Que trouve-t-on dans Je me souviendrai ? Des citations (de Thoreau, de Gide, de Chomsky, de Malcolm X), des photos, des dessins, des bandes dessinées, des poèmes et des textes en prose, un «story-board», des articles de presse (de Stéphane Laporte, de Normand Baillargeon). La couleur dominante ? Le rouge. Les têtes de Turc ? Elles sont prévisibles : le premier ministre de l’époque, Jean Charest, «l’oligarche [sic] libéral» (p. 165); sa ministre de l’Éducation, Line Beauchamp (loin devant ses collègues du cabinet Michelle Courchesne et Raymond Bachand); les policiers; les médias; le «néolibéralisme», cet épouvantail du jour; Richard Martineau (un chouïa). Les lieux couverts ? Montréal et Québec; peu d’ouverture sur des luttes semblables à celle des étudiants québécois ailleurs dans le monde, ce qui étonne d’un livre édité en France (mais imprimé au Québec).
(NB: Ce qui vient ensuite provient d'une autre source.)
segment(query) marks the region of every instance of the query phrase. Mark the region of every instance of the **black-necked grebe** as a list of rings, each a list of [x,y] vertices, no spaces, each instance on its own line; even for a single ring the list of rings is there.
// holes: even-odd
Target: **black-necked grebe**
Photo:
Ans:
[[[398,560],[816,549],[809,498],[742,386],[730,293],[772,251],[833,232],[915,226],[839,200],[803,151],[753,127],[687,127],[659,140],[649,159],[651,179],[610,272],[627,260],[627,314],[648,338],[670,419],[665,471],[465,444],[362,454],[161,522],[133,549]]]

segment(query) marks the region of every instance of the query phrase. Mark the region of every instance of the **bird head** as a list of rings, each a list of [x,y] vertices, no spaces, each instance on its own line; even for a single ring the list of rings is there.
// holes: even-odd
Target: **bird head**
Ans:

La plus grande variété règne dans ce florilège : c’est ce qui arrive quand on regroupe plus de soixante collaborateurs et qu’on suit chronologiquement ce qui s’est passé de décembre 2010 à juin 2012. À côté d’une très subtile bande dessinée de Djanice Saint-Hilaire («Terreur», p. 49-51), d’un récit de duel par téléphones «intelligents» interposés chez Simon Brousseau («N’a plus sommeil qui veut», p. 90-91) ou des illustrations de Jeik Dion (sans titre, p. 216 et p. 225), on lira donc les éructations de Jackie San («J’m’en sacre du titre de celui-là», p. 109-111) ou les plaintes au premier degré d’Antoine Corriveau (sans titre, p. 139-149 et p. 186-199). Les gros mots et les insultes ne manquent pas : «pour kicker la tête d’un dirigeant, faudrait d’abord que j’trouve le rectum dans lequel ladite tête est logée» (Adib Alkhalidey, «Moi j’suis un plus meilleur révolutionnaire», p. 219); «Je crie Oh Jean Charest / Ostie que tu me fais chier !» (Marie-Ève Muller, «Bouilloire», p. 227).

Peu de contributions laissent une impression durable : collées sur les évènements, elles permettent parfois de saisir des émotions fortes, mais leurs auteurs arrivent rarement à aller au-delà de cette sensation, l’«écœurantite» (p. 122 et p. 147), dans laquelle ils sont encore immergés. Certains sont pessimistes, d’autres moins (par exemple Samuel Matteau ou Laure Waridel). Des interrogations ? Oui. Des dissidences ? Non. Tous sont du même bord.

L’analyse est un plat qui se mange froid.

P.-S. — Sous la plume d’un professeur de sociologie montréalais, l’Oreille tendue découvre l’existence de «personnes racisées» (p. 242). Elle se demande, non sans une légère crainte, si elle en fréquente.

P.-P.-S. — Publier dans l’urgence ? Le lecteur en paie le prix : au moins une trentaine de fautes ou de coquilles.

 

Références

Collectif, Je me souviendrai. 2012. Mouvement social au Québec, Antony, La boîte à bulles, coll. «Contrecœur», 2012, 246 p. Ill.

Langelier, Nicolas, Année rouge. Notes en vue d’un récit personnel de la contestation sociale au Québec en 2012, Montréal, Atelier 10, coll. «Documents», 02, 2012, 100 p. Ill.

Nicol, Patrick, Terre des cons. Roman, Montréal, La mèche, 2012, 97 p.